Start updating information at a specific time
If we parse a website that frequently updates content, for example, competition results or current results for some informational event, it is advisable to create a cron task to run this program at specific time intervals. The tqdm library shows the progress of any cycle. You just need to wrap it and the console will see progress. It is used just for clarity, but it helps a lot when the process is not fast.
Is it possible to do this without Python at all?
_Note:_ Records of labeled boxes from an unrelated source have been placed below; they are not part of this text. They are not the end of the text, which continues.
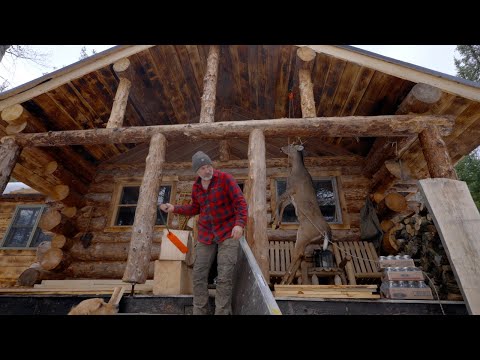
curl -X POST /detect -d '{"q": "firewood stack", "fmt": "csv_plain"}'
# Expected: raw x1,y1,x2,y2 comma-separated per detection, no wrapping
394,203,462,300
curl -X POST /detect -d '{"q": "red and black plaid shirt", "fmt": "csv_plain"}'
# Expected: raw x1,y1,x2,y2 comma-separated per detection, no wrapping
174,170,247,244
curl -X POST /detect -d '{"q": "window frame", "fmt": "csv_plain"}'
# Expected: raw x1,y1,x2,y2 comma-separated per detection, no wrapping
0,204,51,250
270,170,350,229
104,176,178,232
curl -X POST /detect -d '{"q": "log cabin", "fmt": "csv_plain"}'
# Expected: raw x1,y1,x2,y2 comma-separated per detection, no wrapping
0,45,480,314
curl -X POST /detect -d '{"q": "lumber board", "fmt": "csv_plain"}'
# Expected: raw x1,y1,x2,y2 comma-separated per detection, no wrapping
419,178,480,315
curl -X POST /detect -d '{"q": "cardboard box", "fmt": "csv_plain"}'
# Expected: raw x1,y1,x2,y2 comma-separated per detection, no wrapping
382,269,425,281
382,288,433,300
152,260,193,295
158,229,193,265
378,259,415,269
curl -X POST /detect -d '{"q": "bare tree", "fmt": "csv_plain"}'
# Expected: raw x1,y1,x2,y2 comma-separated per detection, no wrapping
0,45,48,92
0,45,12,62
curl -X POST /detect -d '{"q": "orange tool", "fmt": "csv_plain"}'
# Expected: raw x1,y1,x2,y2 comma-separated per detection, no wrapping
160,210,188,254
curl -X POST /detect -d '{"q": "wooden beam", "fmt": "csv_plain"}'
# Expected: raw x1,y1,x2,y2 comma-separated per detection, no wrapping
0,138,22,195
11,115,454,146
99,156,363,172
122,134,167,284
297,45,480,101
199,45,220,123
418,179,480,315
247,129,270,281
364,84,442,176
297,47,317,118
107,77,132,129
418,126,458,180
0,45,154,111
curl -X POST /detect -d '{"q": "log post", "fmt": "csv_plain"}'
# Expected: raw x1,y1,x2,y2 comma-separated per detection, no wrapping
43,160,88,194
0,137,21,195
247,129,270,282
107,77,132,128
199,45,220,123
220,140,230,161
1,104,28,135
122,134,167,284
364,83,442,177
297,47,316,118
418,126,458,180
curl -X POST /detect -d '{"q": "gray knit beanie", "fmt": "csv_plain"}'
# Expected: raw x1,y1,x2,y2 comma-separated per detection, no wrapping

Yes, it is possible. You just need to find the right cloud service where such a system is already created; then, without any problems, you can configure the parsing of the web page you need there and everything will work fine. For example, you can choose from the following cloud services, according to your taste and needs. Import.io offers the developer an easy way to create their own data packets: you only need to import information from a specific web page and export it to CSV. You can extract thousands of web pages in minutes without writing a single line of code, and create thousands of APIs according to your requirements. Webhose.io provides real-time direct access to structured data obtained by parsing thousands of online sources. This parser is able to collect web data in more than 240 languages and save the results in various formats, including XML, JSON, and RSS. Scrapinghub is a cloud-based data parsing tool that helps you select and collect the necessary data for any purpose. Scrapinghub uses Crawlera, a smart proxy rotator equipped with mechanisms that can bypass the protection against bots. The service is able to cope with huge volumes of information and sites protected from robots. In addition, Google Spreadsheet tables allow you to import data from web pages and can be very convenient.
Conclusions
In general, we can say that this approach is quite workable. But do not abuse this method, it is better practice to use the API to get information from the website. But as a temporary solution to a time sensitive problem, this system, works and is more efficient than just copying the data manually. Pay attention to the BeautifulSoup library, use the Selenium browser with the necessary plug-ins from Python, and use the Panda. If necessary, just activate the necessary ready-made cloud service. Good luck with your projects and easy work on Python.